Guermantes, pour le plaisir

Alors que les dates de son dernier spectacle sont annulées du fait de la pandémie, Christophe Honoré invite ses comédiens à poursuivre les répétitions. Le metteur en scène breton tire de ce moment un film bien trop long, mais léger et plein de vie.

Steve Henot

Le7.info

Paris, juillet 2020. Au sortir d’un confinement inédit, le secteur de la culture est en proie aux incertitudes. Sans que l’on sache encore si les théâtres rouvriront leurs portes à la rentrée, Christophe Honoré décide de reprendre avec la troupe du Français les répétitions de sa dernière pièce, Du Côté de Guermantes, d’après un livre de Marcel Proust. Mais alors qu’il leur reste trois jours à travailler, le metteur en scène invité apprend que les dates du spectacle sont annulées… A quoi bon jouer, alors ? Pour « rien » ?
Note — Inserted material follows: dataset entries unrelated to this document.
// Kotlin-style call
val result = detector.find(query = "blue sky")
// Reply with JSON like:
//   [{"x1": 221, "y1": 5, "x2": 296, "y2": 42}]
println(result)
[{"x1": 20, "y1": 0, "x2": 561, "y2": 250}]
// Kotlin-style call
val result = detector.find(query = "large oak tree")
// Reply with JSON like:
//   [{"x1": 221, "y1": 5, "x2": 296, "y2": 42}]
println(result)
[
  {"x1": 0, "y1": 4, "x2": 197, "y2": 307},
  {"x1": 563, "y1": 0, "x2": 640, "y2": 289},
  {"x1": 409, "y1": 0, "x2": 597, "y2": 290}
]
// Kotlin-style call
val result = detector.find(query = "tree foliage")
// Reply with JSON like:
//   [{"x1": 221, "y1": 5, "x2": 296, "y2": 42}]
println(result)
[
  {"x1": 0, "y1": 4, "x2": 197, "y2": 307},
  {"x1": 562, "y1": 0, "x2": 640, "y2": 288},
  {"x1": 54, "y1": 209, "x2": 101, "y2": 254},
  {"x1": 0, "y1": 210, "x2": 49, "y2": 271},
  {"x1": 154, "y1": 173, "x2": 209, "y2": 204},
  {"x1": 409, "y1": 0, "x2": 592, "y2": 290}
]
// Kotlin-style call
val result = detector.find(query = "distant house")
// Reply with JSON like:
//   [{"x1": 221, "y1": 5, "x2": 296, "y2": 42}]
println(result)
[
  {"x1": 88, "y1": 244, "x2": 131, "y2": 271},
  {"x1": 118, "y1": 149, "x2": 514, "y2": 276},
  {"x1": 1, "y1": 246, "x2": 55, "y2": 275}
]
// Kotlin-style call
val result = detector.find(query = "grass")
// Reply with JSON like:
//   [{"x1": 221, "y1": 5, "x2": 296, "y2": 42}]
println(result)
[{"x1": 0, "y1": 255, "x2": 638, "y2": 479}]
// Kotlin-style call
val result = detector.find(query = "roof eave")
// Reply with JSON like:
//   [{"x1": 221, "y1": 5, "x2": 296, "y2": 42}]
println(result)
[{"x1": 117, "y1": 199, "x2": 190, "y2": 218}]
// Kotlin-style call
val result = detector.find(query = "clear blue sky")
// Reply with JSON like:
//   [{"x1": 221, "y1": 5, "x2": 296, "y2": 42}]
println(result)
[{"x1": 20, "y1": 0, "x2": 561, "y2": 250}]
Non, il était dit que Christophe Honoré en ferait un long-métrage ! Voilà donc Guermantes, un drôle d’objet cinématograhpique, vrai-faux docu saupoudré de fiction. Si le contexte sanitaire est bien présent à l’écran -la crise d’angoisse d’une comédienne, le témoignage d’un soignant- le film ne s’impose pas tant comme un marqueur de ce moment, du point de vue des artistes. Ici, la crise sanitaire est surtout prétexte à montrer au plus près une troupe de théâtre -et pas n’importe laquelle- dans tout ce qu’elle a de vivant, de moteur et de joyeux. Dans les méandres du Théatre Marigny, on voit ainsi les comédiens jouer leur propre rôle : ils répètent, s’enlacent, se désirent aussi, et s’engueulent parfois… La fiction n’est jamais très loin mais la mise en abyme fonctionne justement parce qu’elle fait preuve à la fois d’autodérision et de délicatesse. A travers cet exercice de style, Christophe Honoré célèbre la beauté du geste artistique, du jeu et de la création, cet « essentiel » du métier. De quoi redonner l’envie d’aller voir du théâtre, « en vrai ». A la seule condition, toutefois, de tenir tête à une introduction longue et poussive.

Docu-fiction de Christophe Honoré avec Laurent Lafitte, Florence Viala, Yoann Gasiorowski (2h19).

Yoann Gasiorowski, pensionnaire de la Comédie Française, a dit...
« Quand Le Côté de Guermantes a été annulé, on était comme tout le monde, groggy, effaré. L’idée d’en faire un film s’est inscrit dans la continuité du projet de mise en scène de Christophe Honoré. On l’a pris comme une occasion de se retrouver, dans un moment d’insouciance qui nous sortait de l’ordinaire. On oscille ici entre le documentaire où tout est faux et la fiction où tout est vrai. On est en improvisation, mais tout ça est pensé par Christophe, il y avait des intentions. Par cette mise en abyme, il crée des effets de réel que je trouve intéressants. (…) Je suis assez intimidé de me voir à l’écran. Je remarque que je suis observateur dans le film, très impressionné par les gens qui m’entourent, ce qui me correspond assez. Avec Laurent Lafitte, on a une scène où l’on répète Cyrano, que l’on était d’ailleurs en train de répéter en vrai. Laurent a eu l’idée de jouer sur l’idée du désir, en s’amusant des codes. Jouer est toujours un moment où il faut lâcher prise mais là, on a grossi le trait. (…) Guermantes est un prolongement de la webTV que la Comédie-Française avait créée durant le confinement et à travers laquelle on s’est beaucoup raconté. Ca nous a mené vers un cheminement introspectif qui se poursuit. La troupe se regarde et analyse son fonctionnement. (…) On a été surpris par la déclaration d’amour de Christophe à la troupe. Quand on répétait la pièce, il avait comme une distance, une ironie par rapport à l’institution. Puis il s’est pris au jeu de cette Maison, qui est moins inaccessible qu’on ne veut le penser. Il témoigne d’une vraie gourmandise, d’un désir de théâtre, cette énergie que je sens tous les jours. On vit pour notre art, on est tout le temps en éveil artistique. La troupe n’a jamais été filmée ainsi, avec autant de délicatesse. »

Yoann Gasiorowski vient de reprendre Mais quelle Comédie !, à la salle Richelieu, à Paris. En janvier 2022, il mettra en scène D’où rayonne la nuit au Studio-Théâtre, un impromptu autour du thème « Molière et la musique », en collaboration avec Vincent Leterme.